Memory leak on large server

Bug #2023143 reported by Ariel E
10
This bug affects 1 person
Affects Status Importance Assigned to Milestone
linux (Ubuntu)
Confirmed
Undecided
Unassigned

Bug Description

Hi,
We are trying to diagnose a kernel memory look on a production Ubuntu 22.04.2 LTS.
We have tried several official Ubuntu kernels, 5.15aws, 5.19aws and now even 6.2.0-1004-aws (all Ubuntu signed):
```
# cat /proc/version_signature
Ubuntu 6.2.0-1004.4-aws 6.2.6
```

This is a production server so we'll appreciate any and all help diagnosing and solving this issue!

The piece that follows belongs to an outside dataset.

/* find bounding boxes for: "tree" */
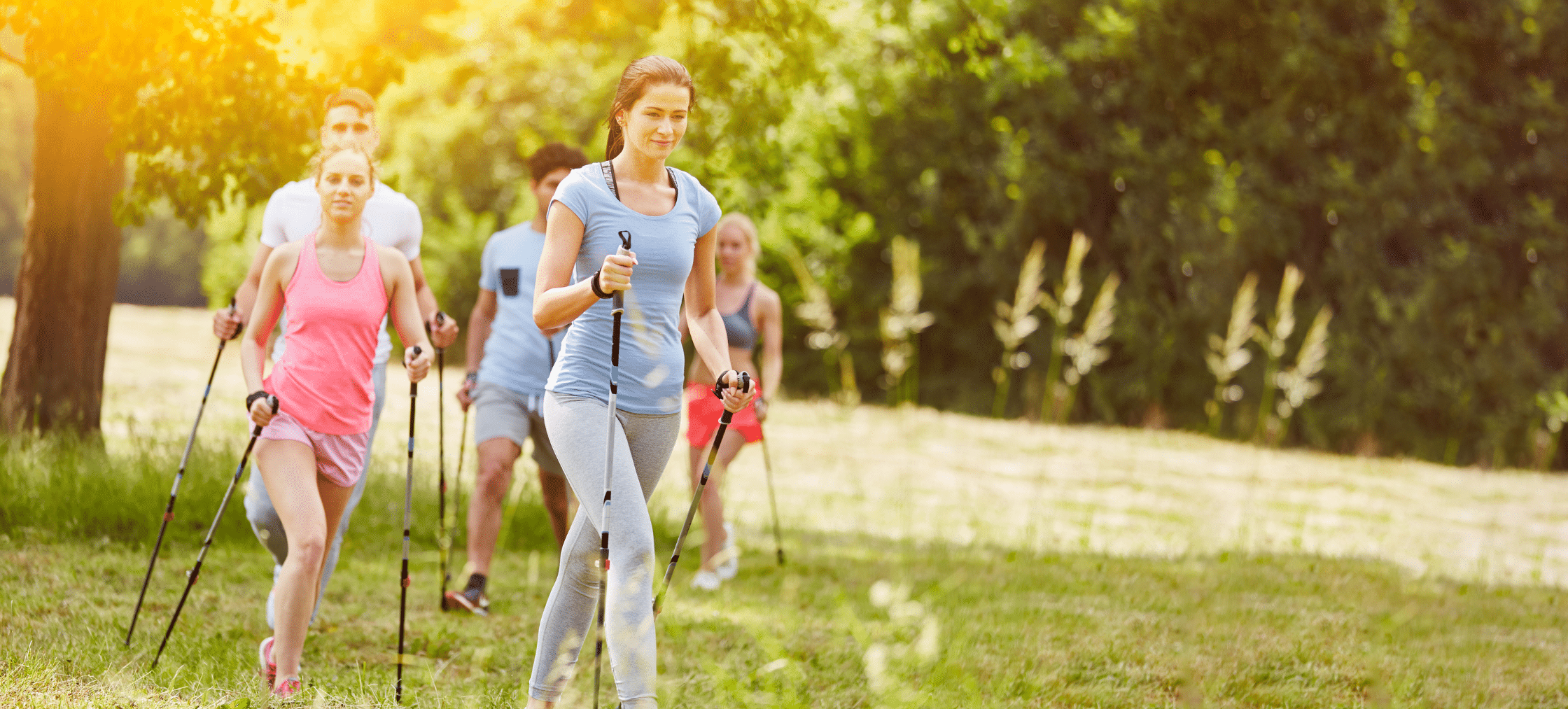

The server is an u-112 instance with 12TB RAM, and is losing 1TB+ of memory a day to a kernel leak.
For example, currently with an uptime of 3.5 days, we have 1.8Ti available, however RSS+slabs is only 4.1TB.

all active process together take about 4TB of RAM (`ps -eo rss | awk 'BEGIN {x=0} {x = x + $1} END {print x}'` gives 4088636708).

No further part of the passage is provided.